How Could Grammy GOAT Taylor Swift Not Have Won Best New Artist Back in 2008? It’s Complicated
Written by djfrosty on February 5, 2024
Gracie Abrams, Fred again.., Ice Spice, Jelly Roll, Coco Jones, Noah Kahan and The War and Treaty may be disappointed that they didn’t win the Grammy for best new artist on Sunday (Feb. 4), but they shouldn’t despair. No less a Grammy GOAT than Taylor Swift came up short when she was nominated in that category 16 years ago.
When Cyndi Lauper (who had won in the category in 1985) and Miley Cyrus (who won her first two Grammys just last night) announced the winner for best new artist at the 50th annual Grammy Awards on Feb. 10, 2008, the award went to the gifted but troubled Amy Winehouse.
Winehouse was widely expected to win. She went into the night with six nominations, more than any of the other best new artist nominees that year. Fellow nominee Feist had four, Ledisi had two and the two remaining nominees, Swift and Paramore, each had just that one nod.
The bookings on the telecast reflected the nominations. Winehouse was invited to perform two songs, “You Know I’m No Good” and “Rehab.” (The performance was beamed in by satellite from a London studio when a work visa for Winehouse to enter the U.S. didn’t arrive in time.) Feist performed her hit “1234” on the telecast. Swift wasn’t invited to perform on the show, but she did at least get to co-present an award (best rap/sung collaboration) with Juanes.
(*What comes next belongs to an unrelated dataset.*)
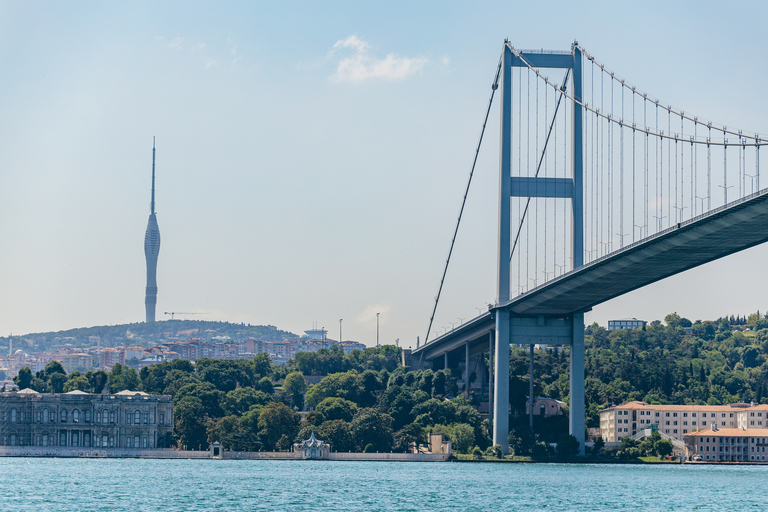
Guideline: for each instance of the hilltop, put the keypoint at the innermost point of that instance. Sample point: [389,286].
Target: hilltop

Winehouse won five awards on the night. In addition to best new artist, she won record and song of the year and best female pop vocal performance for “Rehab” and best pop vocal album for Back in Black. She was the fifth female solo artist to land five awards in one night, following Lauryn Hill, Norah Jones, Alicia Keys and Beyoncé.
Here’s the thing people sometimes forget: Awards are a snapshot in time. They can’t predict the future. Who could have known that Swift would build (and build and build) as an artist, demonstrating amazing resilience, determination, ambition, grit and focus? Who could have known that Winehouse’s career would come to a tragically premature end with her death at 27 in 2011?
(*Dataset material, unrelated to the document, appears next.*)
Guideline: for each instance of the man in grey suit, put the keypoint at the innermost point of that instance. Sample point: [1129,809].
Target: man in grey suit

Winehouse had fully broken through commercially and had shown her full creative potential by the time of Grammy voting that first year. Back to Black entered the Billboard 200 at No. 7 in March 2007 (ultimately peaking at No. 2 in the wake of the Grammys). “Rehab” reached No. 9 on the Hot 100 in June 2007, well before the voting period began.
Swift’s development took much longer. Her debut album, Taylor Swift, didn’t crack the top 10 on the Billboard 200 until November 2007 (when it was in its 55th week on the chart). It ultimately peaked at No. 5 in January 2008. Swift didn’t land her first top 10 hit on the Hot 100 (“Change”) until August 2008.
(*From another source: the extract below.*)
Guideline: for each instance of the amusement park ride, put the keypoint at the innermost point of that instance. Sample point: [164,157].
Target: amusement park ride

The situation with Swift and Winehouse is similar in some ways to the situation with the Carpenters and Elton John at the very first live Grammy telecast on March 16, 1971. Karen and Richard won best new artist, besting Elton, country crossover star Anne Murray, R&B and Broadway star Melba Moore and The Partridge Family, then winding up the first season of their hit TV series. At the time of voting, Carpenters were headed for their third smash hit in a row, with “For All We Know” following “(They Long to Be) Close to You” and “We’ve Only Just Begun.” At that same point, Elton had just landed his first top 10 hit, “Your Song.”
Carpenters went into Grammy night with four nods, plus an additional nod for Richard for his arrangement of “Close to You,” a little-known Bacharach-David song from 1963 that he turned into a standard, earning the respect of no less an arranger than Bacharach himself. By comparison, Elton had three Grammy nods that year.
Voters at the time of course could not have known that Karen would later develop an eating disorder that she would battle for the last eight years of her life, leading to her death at age 32 in February 1983. (Elton also battled personal demons, as he has freely acknowledged.)
All four of these artists were/are tremendous talents. It’s a shame that they have to be pitted against each other like this, but that’s the nature of awards.
The thing to remember is that all career trajectories are different. To look once more at the best new artist nominees from 16 years ago, Feist has yet to land another nomination after the four nods that greeted her breakout hit “1234.” Winehouse won just one more Grammy after her five-award sweep – a posthumous win for best pop duo/group performance in 2012 for “Body and Soul,” a collaboration with Tony Bennett. Ledisi didn’t finally win her first Grammy until 2021. Paramore has won three Grammys – best rock song for “Ain’t It Fun” nine years ago and two more just last night: best rock album for This Is Why and best alternative music performance for the title track.
Swift is now up to 14 Grammys. In 2010, she became the youngest artist to win album of the year (a record that has since been eclipsed by Billie Eilish). In 2016, she became the first woman to win album of the year twice as a lead artist. In 2021, she became one of just four artists to win album of the year three times. And last night she became the first artist to win four times in that category.
I guess the old saying is true: It’s not where you start, it’s where you finish.